At this point, we can use getIsUp to start reporting that we're down to our load balancer and to our container manager. We'll go through our regular graceful server shutdown logic and when our container manager brings up a new container, starting from scratch should make us likely to avoid whatever issue caused the problem in the first place.

router.get("/api/haproxy", () => {
  if (getIsUp()) return 200;
  return 400;
});

We use redis for our leaky token bucket. If something goes wrong with the connection to that redis database, our culling algorithm won't work, and we're OK with that. We don't need our algorithm to be perfect—we just want it to be good enough to increase the chance that a container is able to recover from a problem on its own.

For our leaky token bucket, we decided to do the bare minimum: we wanted to have something simple to understand and test. For our use case, it's OK to have the leaky token bucket fully refill every ten minutes.

/**
 * returns errorWatcher:0, errorWatcher:1,... errorWatcher:5
 * based on the current minute past the hour
 */
export function makeKey(now: Date) {
  const minutes = Math.floor(now.getMinutes() / 10);
  return `errorWatcher:${minutes}`;
}

const TEN_MINUTES_IN_SECONDS = 10 * 60;
const BUCKET_CAPACITY = 10;
export async function canHaveShutdownToken(now = new Date()): Promise<boolean> {
  const key = makeKey(now);
  const multi = client.multi();
  multi.incr(key);
  multi.expire(key, TEN_MINUTES_IN_SECONDS);
  try {
    const results = await multi.execAsync<[number, number]>();
    return results[0] <= BUCKET_CAPACITY;
  } catch (err) {
    // if we fail here, we want to know about it
    // but we don't want our error watcher to cause more errors
    sampleLog("errorWatcher.token_fetch_error", err);
    return false;
  }
}

See Even better rate-limiting for a description of how to set up a leaky token bucket that incorporates data from the previous time period to avoid sharp discontinuities between time periods.
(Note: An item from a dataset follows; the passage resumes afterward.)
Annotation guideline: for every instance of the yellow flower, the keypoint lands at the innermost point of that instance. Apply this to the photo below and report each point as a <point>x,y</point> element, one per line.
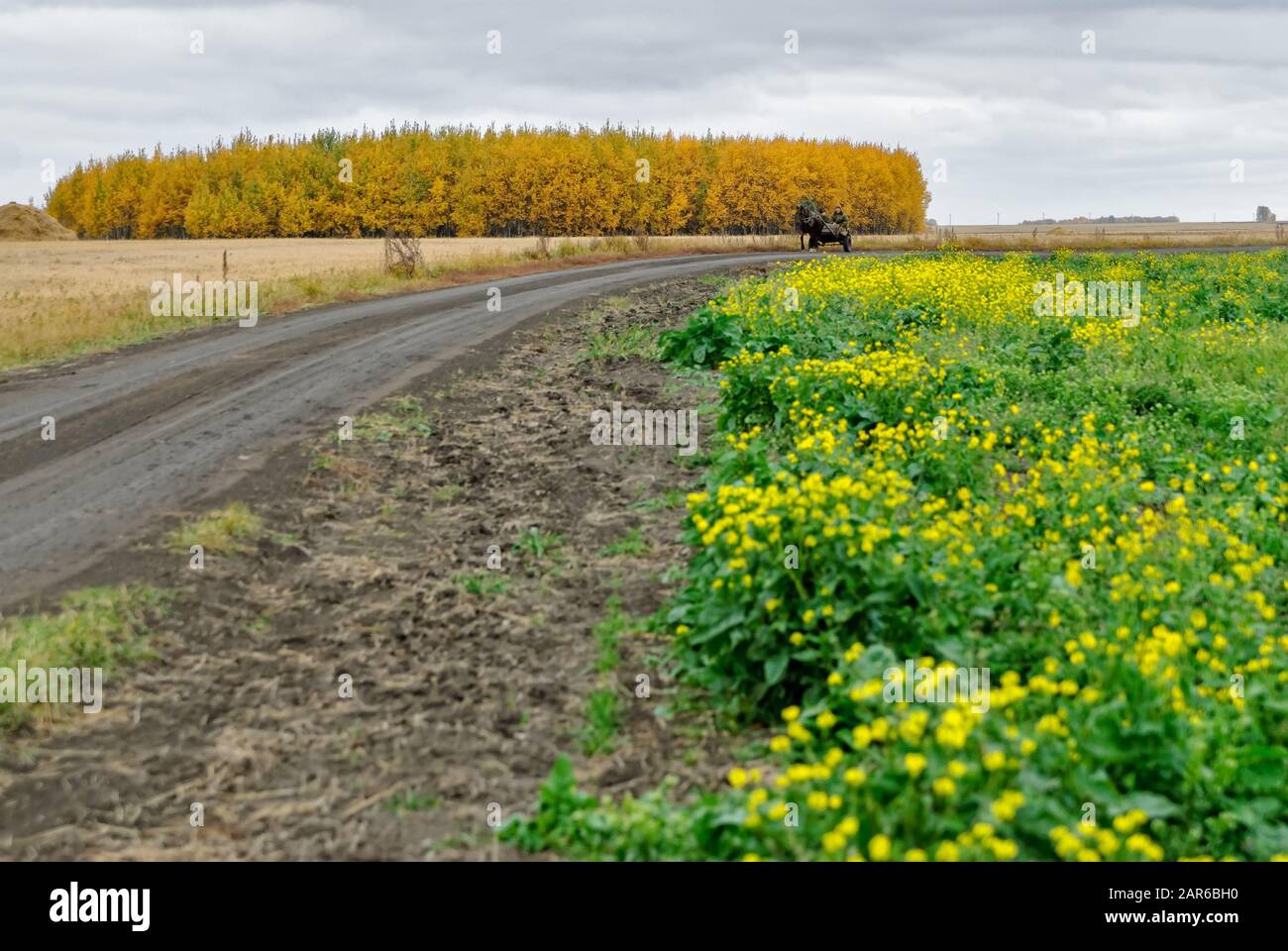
<point>880,848</point>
Our container culling code has been running in production for several months now, and has been working quite well! Over the past two weeks, it successfully shut down 14 containers that weren't going to be able to recover on their own and saved a few engineers from needing to do any manual interventions. The one drawback has been that it makes it easier to ignore some of these issues causing these containers to get into these bad states to begin with, but it's a tradeoff we're happy to make.